Nas últimas décadas, tem havido uma atenção crescente às complexas interações entre a DRC e a gravidez, bem como aos diversos aspectos da gestação em mulheres com doenças renais. No entanto, pouco se sabe sobre doenças glomerulares específicas além do lúpus e da nefropatia por IgA, que ocorrem com mais frequência8,9.
As DG comumente afetam mulheres em idade reprodutiva e podem representar muitos desafios durante a gravidez, incluindo doenças imunológicas, hipertensão, proteinúria e lesão do tecido renal. No entanto, há informações limitadas sobre os desfechos dessas condições, particularmente no que se refere à progressão da doença renal materna. É essencial ampliar esse conhecimento para aprimorar o aconselhamento pré-concepcional personalizado e abrangente, melhorar os desfechos materno-fetais e personalizar a prática clínica.
Portanto, nosso objetivo foi avaliar o impacto da gravidez na progressão das DG. Estudamos os efeitos da gestação na função renal, os fatores de risco para desfechos maternos adversos e os desfechos materno-fetais dessas pacientes.
Métodos
Sujeitos do Estudo
Este estudo foi realizado com gestantes que apresentaram DG confirmada por biópsia antes da concepção e receberam atendimento obstétrico pré-natal e nefrológico no Hospital Universitário Gaffrée e Guinle de janeiro de 2009 a dezembro de 2019. Todas as participantes forneceram voluntariamente um termo de consentimento informado por escrito. Esse estudo clínico foi realizado em conformidade com a Declaração de Helsinque e aprovado pelo comitê local de ética em pesquisa em seres humanos, sob o número de aprovação: 3.046.179.
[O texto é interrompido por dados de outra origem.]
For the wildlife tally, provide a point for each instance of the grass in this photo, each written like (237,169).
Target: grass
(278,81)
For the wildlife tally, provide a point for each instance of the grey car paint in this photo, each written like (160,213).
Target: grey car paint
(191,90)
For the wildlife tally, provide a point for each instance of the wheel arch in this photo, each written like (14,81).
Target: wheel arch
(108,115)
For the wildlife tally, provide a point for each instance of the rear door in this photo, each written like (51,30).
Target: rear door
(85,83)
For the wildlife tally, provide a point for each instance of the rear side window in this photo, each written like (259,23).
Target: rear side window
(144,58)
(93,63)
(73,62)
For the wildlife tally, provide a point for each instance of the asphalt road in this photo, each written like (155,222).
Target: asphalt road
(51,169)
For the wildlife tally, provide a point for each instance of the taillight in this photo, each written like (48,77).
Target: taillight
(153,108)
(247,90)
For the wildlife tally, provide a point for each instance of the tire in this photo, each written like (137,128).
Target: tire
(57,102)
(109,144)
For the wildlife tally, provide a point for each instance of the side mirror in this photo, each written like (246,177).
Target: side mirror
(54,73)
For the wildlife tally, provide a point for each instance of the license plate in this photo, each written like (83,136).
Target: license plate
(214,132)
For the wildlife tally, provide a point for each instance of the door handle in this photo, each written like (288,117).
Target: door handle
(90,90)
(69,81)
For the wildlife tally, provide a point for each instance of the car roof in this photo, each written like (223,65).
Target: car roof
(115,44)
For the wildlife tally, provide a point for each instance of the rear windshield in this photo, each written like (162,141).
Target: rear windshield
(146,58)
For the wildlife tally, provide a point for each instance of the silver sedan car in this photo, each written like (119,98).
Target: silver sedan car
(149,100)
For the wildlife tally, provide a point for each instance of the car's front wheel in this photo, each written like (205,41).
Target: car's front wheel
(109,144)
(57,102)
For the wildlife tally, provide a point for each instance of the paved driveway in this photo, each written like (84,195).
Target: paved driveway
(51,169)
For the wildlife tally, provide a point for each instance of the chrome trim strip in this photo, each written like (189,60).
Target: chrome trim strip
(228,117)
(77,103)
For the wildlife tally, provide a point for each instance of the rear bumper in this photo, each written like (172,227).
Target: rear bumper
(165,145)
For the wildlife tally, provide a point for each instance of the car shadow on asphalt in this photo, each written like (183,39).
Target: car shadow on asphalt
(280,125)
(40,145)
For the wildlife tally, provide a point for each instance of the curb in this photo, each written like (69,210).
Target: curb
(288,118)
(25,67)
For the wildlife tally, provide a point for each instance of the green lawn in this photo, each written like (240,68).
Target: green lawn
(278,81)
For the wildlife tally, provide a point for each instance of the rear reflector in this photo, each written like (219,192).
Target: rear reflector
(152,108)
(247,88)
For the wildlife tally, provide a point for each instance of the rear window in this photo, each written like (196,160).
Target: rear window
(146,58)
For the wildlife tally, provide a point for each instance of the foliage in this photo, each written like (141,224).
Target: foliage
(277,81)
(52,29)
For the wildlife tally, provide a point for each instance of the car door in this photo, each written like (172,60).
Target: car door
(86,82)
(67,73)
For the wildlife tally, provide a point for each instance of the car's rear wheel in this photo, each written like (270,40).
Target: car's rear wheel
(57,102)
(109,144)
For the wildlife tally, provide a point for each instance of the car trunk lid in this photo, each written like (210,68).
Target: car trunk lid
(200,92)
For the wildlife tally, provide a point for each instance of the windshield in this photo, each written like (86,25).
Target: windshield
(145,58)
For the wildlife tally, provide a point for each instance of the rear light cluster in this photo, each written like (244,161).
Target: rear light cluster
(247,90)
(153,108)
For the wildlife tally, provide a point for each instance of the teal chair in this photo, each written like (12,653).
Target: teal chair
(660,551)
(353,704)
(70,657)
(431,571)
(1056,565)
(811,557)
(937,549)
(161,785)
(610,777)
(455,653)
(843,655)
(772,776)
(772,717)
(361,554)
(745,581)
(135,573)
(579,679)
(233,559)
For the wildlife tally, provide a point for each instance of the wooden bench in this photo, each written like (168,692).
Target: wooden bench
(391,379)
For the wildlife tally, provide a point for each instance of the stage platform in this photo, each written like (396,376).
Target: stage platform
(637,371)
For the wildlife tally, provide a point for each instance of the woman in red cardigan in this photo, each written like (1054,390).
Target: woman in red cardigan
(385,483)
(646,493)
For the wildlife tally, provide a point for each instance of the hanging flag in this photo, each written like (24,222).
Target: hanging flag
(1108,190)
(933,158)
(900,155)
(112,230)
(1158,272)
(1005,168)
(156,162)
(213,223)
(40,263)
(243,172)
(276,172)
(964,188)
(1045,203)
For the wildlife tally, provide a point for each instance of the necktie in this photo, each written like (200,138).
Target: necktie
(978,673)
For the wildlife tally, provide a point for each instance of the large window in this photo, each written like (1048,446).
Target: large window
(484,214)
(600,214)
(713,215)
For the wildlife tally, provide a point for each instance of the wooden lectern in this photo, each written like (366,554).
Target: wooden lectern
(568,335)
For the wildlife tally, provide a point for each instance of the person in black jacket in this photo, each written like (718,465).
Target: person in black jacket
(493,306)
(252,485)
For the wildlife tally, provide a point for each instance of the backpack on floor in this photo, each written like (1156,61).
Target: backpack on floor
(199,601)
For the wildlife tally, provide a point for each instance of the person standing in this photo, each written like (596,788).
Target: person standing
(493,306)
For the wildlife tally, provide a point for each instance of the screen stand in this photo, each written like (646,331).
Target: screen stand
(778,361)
Foram excluídas do estudo as mulheres com nefropatia diabética devido aos desfechos materno-fetais peculiares relacionados ao diabetes10 e aquelas que apresentaram crises de DG ou DG de novo no primeiro ano após o parto.
Todas as pacientes tiveram uma gravidez planejada e foram submetidas a um monitoramento rigoroso por uma equipe multiprofissional especializada. Um protocolo predefinido de avaliação laboratorial e clínica foi seguido em visitas programadas durante toda a gestação11.
Desenho do Estudo
Este estudo de coorte retrospectivo, descritivo e de centro único foi realizado com pacientes grávidas com DG primária ou secundária, que tiveram pelo menos 12 meses de acompanhamento após o parto em nosso hospital. A TFG foi medida por meio da equação CKD-EPI antes da concepção e 12 meses após o parto. As pacientes foram divididas em três grupos, de acordo com a classificação KDIGO para DRC antes da gravidez: Grupo I (estágios 1-2): TFG ≥ 60 mL/min/1,73m2, Grupo II (estágios 3a-3b): TFG ≤ 59 e ≥ 30 mL/min/1,73m2 e Grupo III (estágios 4-5): TFG ≤ 29 mL/min/1,73m2.
Coleta de Dados Clínicos
Foram coletados os seguintes dados clínicos: idade, resultados de biópsia renal, tempo de diagnóstico de DG, pressão arterial, uso de terapia anti-hipertensiva e imunossupressora e desfechos materno-fetais.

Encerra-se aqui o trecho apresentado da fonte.